Not that all MPs are in fear of their job. At the other end of the spectrum are those MPs who have a solid majority in their constituency but are from a party with no chance of being in overall power. They are subject to other perverse incentives. Knowing that they will never have to make a ministerial decision or take responsibility for their words, they may be encouraged to make lurid, attention grabbing claims with little basis in reality, claims about things such as exploding dogs, perhaps.

But what should we think about a former government minister’s opinion that a government department that itself carries out animal research would be a more independent regulator for animals in science than a government department that carries out no animal experimentation? Surely there must be some parliamentary voice that can contribute to the debate without starting from the position that animal research is fundamentally wrong and distasteful.
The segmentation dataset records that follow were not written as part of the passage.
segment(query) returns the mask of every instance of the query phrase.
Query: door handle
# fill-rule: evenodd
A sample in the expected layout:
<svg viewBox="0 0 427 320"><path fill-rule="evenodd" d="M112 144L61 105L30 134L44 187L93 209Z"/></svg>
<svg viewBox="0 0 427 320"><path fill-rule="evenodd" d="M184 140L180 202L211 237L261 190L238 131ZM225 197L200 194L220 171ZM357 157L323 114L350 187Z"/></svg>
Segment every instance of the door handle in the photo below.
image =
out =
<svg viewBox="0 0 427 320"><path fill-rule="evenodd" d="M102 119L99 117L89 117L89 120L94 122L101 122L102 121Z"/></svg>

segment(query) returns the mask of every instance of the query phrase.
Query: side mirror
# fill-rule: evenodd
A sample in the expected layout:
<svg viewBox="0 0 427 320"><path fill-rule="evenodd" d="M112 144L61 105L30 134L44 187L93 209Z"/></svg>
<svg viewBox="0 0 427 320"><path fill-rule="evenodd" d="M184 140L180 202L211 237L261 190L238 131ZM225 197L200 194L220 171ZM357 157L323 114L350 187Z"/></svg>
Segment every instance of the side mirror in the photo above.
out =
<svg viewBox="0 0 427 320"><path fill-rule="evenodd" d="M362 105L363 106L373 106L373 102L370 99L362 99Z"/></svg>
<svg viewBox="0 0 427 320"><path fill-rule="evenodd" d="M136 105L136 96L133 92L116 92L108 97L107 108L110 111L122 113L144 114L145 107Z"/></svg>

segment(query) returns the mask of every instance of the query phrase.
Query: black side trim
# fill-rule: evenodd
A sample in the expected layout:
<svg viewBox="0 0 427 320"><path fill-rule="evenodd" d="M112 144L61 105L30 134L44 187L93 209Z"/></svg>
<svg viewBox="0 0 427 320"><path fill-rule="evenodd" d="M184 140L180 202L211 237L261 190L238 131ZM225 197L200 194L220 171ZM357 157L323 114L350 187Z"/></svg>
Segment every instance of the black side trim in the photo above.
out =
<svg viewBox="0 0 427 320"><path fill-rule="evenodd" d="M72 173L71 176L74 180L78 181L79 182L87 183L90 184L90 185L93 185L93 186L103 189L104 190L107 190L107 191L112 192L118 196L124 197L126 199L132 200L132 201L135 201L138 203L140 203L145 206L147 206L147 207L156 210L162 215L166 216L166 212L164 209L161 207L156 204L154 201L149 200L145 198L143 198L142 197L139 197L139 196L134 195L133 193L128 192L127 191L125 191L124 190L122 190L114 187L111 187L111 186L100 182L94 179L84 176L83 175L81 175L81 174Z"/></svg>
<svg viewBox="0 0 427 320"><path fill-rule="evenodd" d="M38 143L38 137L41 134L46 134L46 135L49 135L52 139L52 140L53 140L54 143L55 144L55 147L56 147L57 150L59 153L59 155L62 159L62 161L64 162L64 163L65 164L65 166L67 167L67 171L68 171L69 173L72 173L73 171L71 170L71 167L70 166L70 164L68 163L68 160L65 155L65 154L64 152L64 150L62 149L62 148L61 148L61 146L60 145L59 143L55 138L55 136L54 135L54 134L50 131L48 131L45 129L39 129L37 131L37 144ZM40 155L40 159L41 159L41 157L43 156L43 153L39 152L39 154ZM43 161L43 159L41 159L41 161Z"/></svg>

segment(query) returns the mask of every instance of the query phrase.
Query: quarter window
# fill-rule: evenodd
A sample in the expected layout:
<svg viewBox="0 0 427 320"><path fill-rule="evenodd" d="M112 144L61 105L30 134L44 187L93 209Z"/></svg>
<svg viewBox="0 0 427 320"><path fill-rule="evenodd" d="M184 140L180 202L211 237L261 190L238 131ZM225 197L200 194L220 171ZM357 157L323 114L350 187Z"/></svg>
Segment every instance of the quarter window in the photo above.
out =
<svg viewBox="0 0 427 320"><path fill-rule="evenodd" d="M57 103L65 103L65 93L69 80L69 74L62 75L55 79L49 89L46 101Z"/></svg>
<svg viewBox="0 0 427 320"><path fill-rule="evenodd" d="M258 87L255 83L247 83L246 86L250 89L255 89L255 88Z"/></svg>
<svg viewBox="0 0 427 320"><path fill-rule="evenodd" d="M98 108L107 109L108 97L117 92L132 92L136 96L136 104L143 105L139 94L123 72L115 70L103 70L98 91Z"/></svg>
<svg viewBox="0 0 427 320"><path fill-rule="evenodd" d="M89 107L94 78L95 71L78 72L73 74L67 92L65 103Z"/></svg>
After all, the life-sciences sector which relies on this research is of huge importance for the UK. The common complaint that the number of animal experiments remains stubbornly high is based on a misunderstanding of the raw numbers. Animals are being used with ever-greater care and parsimony; we are managing to find more and more information from fewer individual animals. But the number of research programmes in the UK is growing because of the huge success of the sector which has made the UK the number two country in the world for the biosciences.

However, complacency kills. Other countries are catching up. The global market for animal models is expected to nearly double to $19bn from $10bn today. The market for complementary non-animal models will nearly triple from $10Billion today to $28 Billion. The UK needs to decide where it wants to be in relation to those markets, and it needs both.

The strength of the domestic life-sciences sector means that the UK is well placed to become a world leader in pioneering new non-animal techniques as well as approaches that reduce reliance on animals for things such as regulatory safety testing, and minimise suffering or discomfort elsewhere.

Yet, despite activist spin, the promise of the life sciences does not lie solely in new, strictly non-animal experimental techniques, but in improvements across the board. The non-animal revolution that has been promised every decade for more than a century is not going to happen anytime soon. 

But the trend towards less reliance on animals and better, more humane models is real and is happening in large part because of the efforts and ingenuity of UK-based researchers and UK government funding. If the abolitionists have their way, this important contribution will come to an end and that will affect laboratory animal welfare across the globe. There will not be a revolution, but we can give the evolution towards new approaches a power boost, if we don’t tie the hands of our scientists.

Evolution not revolution: Darwin would be proud.